Al calor y la vida de El Tortoni, inaugurado en 1858, no faltaron Jorge Luis Borges, Alfonsina Storni o Federico García Lorca. También Benito Quinquela Martí o Carlos Gardel. Maximiliano Zacca, uno de sus actuales camareros, se pregunta si en estos dos meses de vacío, desde la llegada de la pandemia, sus espíritus cuidaron del lugar que una vez consideraron suyo. “Espero -dice- que estén rondando, y que nos den una mano”.

Como en El Tortoni en Buenos Aires, la necesidad ha obligado a echar la persiana a otras barras emblemáticas a lo largo del continente; El Café Lamas en Río de Janeiro, El Brasilero en Montevideo o El Floridita en la capital cubana.
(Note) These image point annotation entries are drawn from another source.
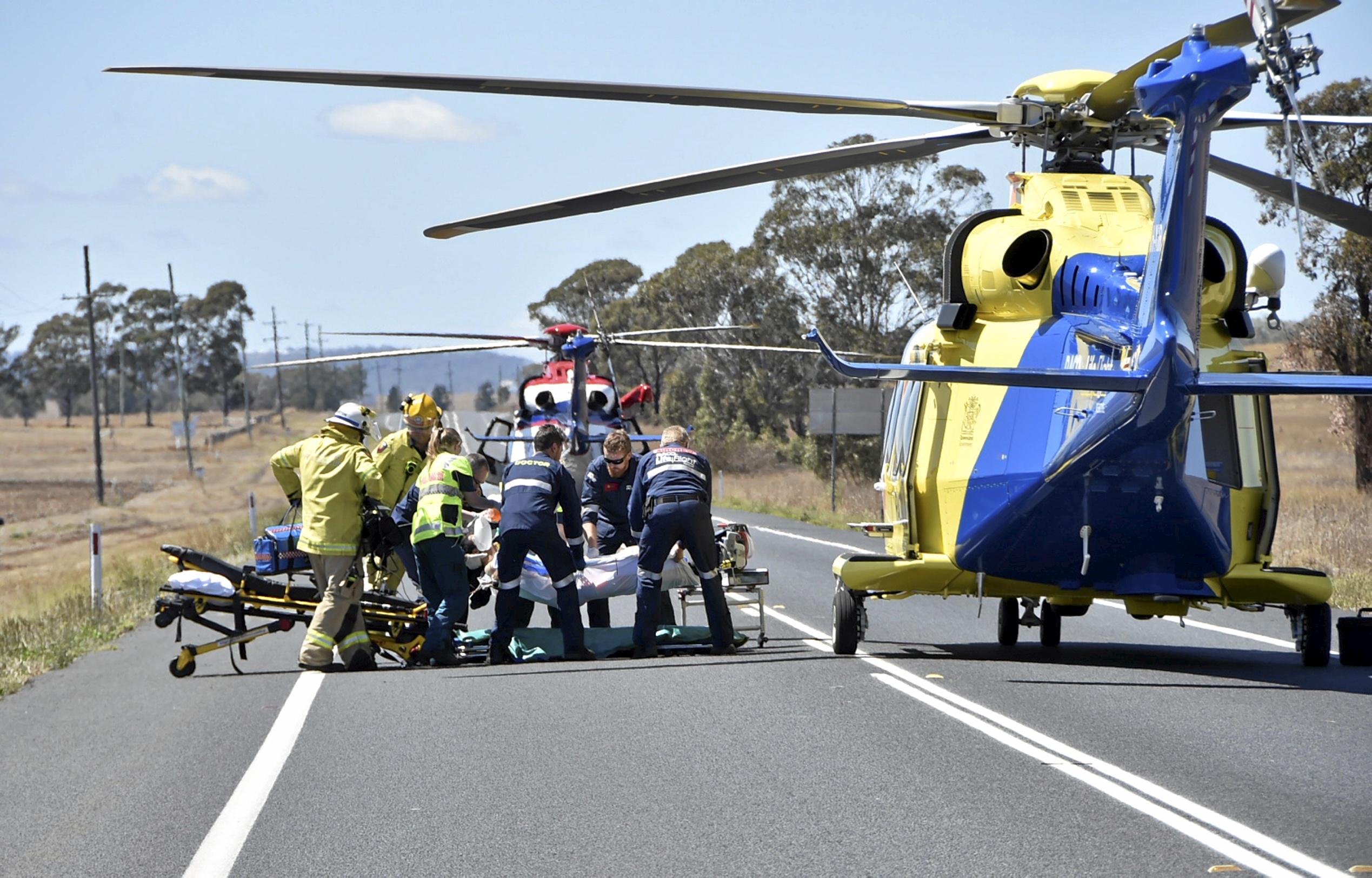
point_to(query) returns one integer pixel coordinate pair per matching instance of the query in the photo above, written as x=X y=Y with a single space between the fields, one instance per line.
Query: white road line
x=809 y=540
x=1187 y=828
x=221 y=846
x=1207 y=626
x=1197 y=811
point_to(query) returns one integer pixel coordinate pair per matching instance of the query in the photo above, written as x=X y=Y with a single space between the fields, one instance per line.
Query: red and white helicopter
x=586 y=407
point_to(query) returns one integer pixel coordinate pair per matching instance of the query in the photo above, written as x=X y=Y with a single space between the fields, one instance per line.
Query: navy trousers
x=442 y=567
x=557 y=560
x=688 y=523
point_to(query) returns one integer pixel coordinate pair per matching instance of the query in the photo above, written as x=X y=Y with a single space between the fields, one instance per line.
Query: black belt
x=677 y=498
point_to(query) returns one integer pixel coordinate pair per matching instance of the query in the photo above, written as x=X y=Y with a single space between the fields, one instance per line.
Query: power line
x=281 y=394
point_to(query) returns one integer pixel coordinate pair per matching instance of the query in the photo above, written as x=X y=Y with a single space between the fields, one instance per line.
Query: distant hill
x=420 y=374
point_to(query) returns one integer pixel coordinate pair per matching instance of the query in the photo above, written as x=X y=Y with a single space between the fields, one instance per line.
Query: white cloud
x=414 y=118
x=195 y=184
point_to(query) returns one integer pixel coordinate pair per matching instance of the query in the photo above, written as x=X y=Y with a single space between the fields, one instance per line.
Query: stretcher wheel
x=847 y=622
x=177 y=671
x=1314 y=636
x=1008 y=622
x=1050 y=627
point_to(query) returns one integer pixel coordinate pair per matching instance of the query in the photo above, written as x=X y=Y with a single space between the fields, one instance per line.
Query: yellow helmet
x=420 y=412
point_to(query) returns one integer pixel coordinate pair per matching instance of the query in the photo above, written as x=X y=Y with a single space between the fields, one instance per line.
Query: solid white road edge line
x=1191 y=623
x=1194 y=810
x=1187 y=828
x=221 y=846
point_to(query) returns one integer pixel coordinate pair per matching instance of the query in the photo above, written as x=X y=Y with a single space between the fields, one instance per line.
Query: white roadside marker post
x=96 y=573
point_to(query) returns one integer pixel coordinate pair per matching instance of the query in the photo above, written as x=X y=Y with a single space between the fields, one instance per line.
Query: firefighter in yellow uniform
x=445 y=485
x=398 y=458
x=337 y=473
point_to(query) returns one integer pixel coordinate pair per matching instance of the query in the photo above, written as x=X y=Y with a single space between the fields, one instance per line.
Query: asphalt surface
x=1134 y=748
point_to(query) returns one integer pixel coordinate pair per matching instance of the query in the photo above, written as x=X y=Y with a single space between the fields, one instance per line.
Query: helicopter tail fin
x=1283 y=383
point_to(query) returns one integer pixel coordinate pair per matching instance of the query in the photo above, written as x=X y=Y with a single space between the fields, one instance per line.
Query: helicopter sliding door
x=898 y=445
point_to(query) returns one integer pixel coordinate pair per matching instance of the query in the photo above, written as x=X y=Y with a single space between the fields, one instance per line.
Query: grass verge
x=69 y=629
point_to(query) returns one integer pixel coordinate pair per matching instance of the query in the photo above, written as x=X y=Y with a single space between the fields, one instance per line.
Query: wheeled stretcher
x=210 y=585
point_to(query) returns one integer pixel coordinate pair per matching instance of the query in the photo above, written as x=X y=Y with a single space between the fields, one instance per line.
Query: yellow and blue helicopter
x=1082 y=420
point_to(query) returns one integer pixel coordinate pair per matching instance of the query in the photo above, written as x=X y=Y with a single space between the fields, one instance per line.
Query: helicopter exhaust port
x=1027 y=258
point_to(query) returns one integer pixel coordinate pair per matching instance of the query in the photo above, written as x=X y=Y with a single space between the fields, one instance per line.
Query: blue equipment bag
x=276 y=550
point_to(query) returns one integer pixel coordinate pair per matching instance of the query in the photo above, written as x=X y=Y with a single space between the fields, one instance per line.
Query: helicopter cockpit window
x=1220 y=438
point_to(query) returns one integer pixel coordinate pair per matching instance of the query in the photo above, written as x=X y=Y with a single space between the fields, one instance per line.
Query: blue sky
x=312 y=199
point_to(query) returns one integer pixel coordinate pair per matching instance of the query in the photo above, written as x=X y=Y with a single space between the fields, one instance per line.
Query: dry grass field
x=47 y=500
x=47 y=497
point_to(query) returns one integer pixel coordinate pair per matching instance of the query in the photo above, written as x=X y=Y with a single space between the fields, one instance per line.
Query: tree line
x=139 y=335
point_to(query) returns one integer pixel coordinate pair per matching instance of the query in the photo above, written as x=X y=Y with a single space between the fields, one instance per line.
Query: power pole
x=95 y=379
x=248 y=398
x=309 y=387
x=281 y=394
x=180 y=379
x=123 y=348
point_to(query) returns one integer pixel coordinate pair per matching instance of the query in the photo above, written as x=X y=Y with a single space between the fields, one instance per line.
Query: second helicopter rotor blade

El Salón Málaga en Medellín o El Café La Habana, en Ciudad de México.

UNA CASA DE ARTISTAS QUE LO HA VIVIDO TODO

Ante El Tortoni sucedió Argentina, con solo 42 años más que el café.

“Acá en la esquina ha muerto gente”, cuenta Zecca sobre los días más tensos de la crisis de 2001, cuando El Tortoni tuvo que cerrar por los fuertes disturbios entre manifestantes y policías en la Avenida de Mayo. Ese 20 de diciembre de disparos, muchos clientes y empleados se quedaron dentro del local en medio de la tormenta de violencia, pero al día siguiente volvieron a abrir como siempre.

Ha sido el coronavirus el que ha acabado con una racha de 162 años, por eso, el día que decidieron el cierre temporal los empleados quedaron impactados y sintieron, cuenta Zecca, que estaban viviendo algo “histórico”.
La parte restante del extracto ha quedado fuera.